Le 28 mars, environ 80 participants aux ateliers ont témoigné de leur réalité et plaidé pour un tarif réduit lors d'une rencontre à laquelle assistaient deux représentantes de la STM, Denise Vaillancourt, directrice exécutive – planification, marketing et communications, et Sylvie Tremblay, directrice des affaires juridiques.
À cette occasion, la STM a proposé la mise sur pied d'un comité de travail formé de gens de la STM et de participants aux ateliers. «Nous avons offert de les accompagner dans les démarches à faire auprès des différentes instances», explique Marianne Rouette, porte-parole de la STM.
Rappelons que cela fait plus de deux ans que les participants aux ateliers réclament un tarif réduit – un tarif «alpha» – pour le transport en commun. Ils demandent à la STM de pouvoir bénéficier d’une carte mensuelle autobus-métro à 22,25 $. Le tarif de la carte mensuelle régulière est de 65 $.
On fait valoir que plusieurs des 1000 personnes inscrites aux ateliers d’alphabétisation à Montréal n'ont pas les moyens de se payer une carte au tarif régulier. Pour les participants, cet accès problématique au transport en commun constitue un frein à leur apprentissage.
La société refuse depuis le début d'ouvrir la porte à un tarif réduit. Elle s'est par contre toujours montrée disposée à appuyer les groupes dans leur revendication, auprès notamment du gouvernement du Québec. Mais pour les groupes, c'est à la STM d'agir.

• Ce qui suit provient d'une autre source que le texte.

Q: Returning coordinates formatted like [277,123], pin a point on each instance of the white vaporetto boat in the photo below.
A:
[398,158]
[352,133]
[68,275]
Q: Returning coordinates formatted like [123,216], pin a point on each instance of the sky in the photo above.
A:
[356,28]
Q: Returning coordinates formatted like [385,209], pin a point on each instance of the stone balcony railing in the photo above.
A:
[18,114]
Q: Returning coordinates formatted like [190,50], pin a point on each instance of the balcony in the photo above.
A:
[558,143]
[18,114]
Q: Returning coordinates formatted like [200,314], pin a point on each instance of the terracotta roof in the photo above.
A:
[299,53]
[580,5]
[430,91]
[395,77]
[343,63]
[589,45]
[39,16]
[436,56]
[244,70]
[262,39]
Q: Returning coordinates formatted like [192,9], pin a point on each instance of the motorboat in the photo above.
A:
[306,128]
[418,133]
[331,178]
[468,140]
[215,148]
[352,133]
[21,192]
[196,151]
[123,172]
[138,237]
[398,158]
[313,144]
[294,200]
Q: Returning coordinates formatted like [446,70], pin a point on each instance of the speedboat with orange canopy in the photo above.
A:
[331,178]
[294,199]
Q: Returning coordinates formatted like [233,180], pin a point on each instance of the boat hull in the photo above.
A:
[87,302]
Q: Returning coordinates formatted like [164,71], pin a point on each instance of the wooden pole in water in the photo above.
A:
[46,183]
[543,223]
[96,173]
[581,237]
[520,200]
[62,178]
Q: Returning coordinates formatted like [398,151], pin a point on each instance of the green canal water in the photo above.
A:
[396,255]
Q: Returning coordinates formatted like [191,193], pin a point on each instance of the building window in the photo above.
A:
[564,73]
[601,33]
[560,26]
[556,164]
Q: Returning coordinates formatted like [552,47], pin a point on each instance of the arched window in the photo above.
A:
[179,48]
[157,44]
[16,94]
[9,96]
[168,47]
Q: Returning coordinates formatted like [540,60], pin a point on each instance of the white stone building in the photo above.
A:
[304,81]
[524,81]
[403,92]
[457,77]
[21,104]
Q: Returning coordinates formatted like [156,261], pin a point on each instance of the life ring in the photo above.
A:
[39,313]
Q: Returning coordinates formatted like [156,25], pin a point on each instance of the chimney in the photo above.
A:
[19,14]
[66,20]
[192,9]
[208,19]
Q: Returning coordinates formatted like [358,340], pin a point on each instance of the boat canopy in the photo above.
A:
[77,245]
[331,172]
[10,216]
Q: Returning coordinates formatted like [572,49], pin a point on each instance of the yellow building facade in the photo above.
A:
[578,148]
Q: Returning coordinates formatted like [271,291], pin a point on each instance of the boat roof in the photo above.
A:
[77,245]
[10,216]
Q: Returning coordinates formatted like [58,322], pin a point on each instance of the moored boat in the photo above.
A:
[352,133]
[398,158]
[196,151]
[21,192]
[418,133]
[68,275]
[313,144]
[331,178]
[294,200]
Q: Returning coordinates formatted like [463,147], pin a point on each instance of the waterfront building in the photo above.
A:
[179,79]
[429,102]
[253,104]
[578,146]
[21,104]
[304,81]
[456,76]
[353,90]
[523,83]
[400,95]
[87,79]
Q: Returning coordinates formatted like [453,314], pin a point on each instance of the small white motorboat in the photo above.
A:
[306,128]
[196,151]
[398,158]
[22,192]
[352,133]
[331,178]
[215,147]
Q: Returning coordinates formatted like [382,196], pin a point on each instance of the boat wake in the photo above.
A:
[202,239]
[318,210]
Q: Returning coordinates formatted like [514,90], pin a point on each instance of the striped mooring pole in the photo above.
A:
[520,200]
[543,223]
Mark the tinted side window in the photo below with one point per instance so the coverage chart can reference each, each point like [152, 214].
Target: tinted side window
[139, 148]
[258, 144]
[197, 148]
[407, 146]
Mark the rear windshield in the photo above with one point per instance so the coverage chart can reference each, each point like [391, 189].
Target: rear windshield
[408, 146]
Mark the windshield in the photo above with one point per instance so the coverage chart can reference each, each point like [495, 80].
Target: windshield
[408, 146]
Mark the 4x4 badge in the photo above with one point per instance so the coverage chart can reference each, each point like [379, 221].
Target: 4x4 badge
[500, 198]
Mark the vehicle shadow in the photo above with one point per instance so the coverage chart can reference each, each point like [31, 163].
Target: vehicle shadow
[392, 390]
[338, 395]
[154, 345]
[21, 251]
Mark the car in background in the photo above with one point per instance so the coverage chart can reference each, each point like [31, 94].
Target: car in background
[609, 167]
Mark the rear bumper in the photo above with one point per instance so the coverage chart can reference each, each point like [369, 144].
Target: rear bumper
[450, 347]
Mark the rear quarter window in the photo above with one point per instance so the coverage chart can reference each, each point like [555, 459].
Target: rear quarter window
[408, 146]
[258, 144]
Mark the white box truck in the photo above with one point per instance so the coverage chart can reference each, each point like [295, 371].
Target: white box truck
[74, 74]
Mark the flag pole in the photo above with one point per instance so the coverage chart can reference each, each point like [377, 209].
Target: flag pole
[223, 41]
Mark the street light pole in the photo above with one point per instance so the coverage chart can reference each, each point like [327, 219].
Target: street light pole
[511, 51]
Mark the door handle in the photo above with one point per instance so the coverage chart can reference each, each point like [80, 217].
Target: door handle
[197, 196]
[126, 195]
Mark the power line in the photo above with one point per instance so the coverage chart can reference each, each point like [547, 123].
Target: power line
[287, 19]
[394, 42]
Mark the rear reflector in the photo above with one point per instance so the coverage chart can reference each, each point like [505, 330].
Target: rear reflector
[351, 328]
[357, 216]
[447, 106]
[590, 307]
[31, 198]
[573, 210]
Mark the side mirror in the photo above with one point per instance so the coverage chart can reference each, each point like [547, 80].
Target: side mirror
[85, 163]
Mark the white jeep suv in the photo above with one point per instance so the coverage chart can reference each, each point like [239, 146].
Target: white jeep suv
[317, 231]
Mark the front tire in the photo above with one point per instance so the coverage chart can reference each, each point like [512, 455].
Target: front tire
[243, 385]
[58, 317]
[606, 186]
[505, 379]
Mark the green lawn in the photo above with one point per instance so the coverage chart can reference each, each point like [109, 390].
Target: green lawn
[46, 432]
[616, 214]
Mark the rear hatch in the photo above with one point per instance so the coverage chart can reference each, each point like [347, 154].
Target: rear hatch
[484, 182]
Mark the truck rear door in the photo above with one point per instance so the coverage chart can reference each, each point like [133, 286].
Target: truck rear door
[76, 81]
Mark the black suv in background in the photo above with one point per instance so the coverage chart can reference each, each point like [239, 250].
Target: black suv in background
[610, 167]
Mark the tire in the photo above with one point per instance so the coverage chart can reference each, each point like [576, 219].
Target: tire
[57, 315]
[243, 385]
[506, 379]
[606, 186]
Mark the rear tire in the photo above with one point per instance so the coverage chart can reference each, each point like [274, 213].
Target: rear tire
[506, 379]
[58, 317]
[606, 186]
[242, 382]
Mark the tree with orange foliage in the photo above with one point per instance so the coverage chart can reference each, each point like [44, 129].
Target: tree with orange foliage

Pour la STM, acquiescer à une telle demande, c'est ouvrir la porte à tous les autres groupes qui réclament un tarif réduit. Marianne Rouette évoque un possible «effet domino».
«La situation financière de la STM ne le permet pas, réitère la porte-parole. On ne peut pas offrir de tarif réduit.»
La proposition de la STM fera l'objet de discussions entre les participants aux ateliers lors d'une assemblée prévue à la fin avril. Ce sont eux qui auront à se prononcer.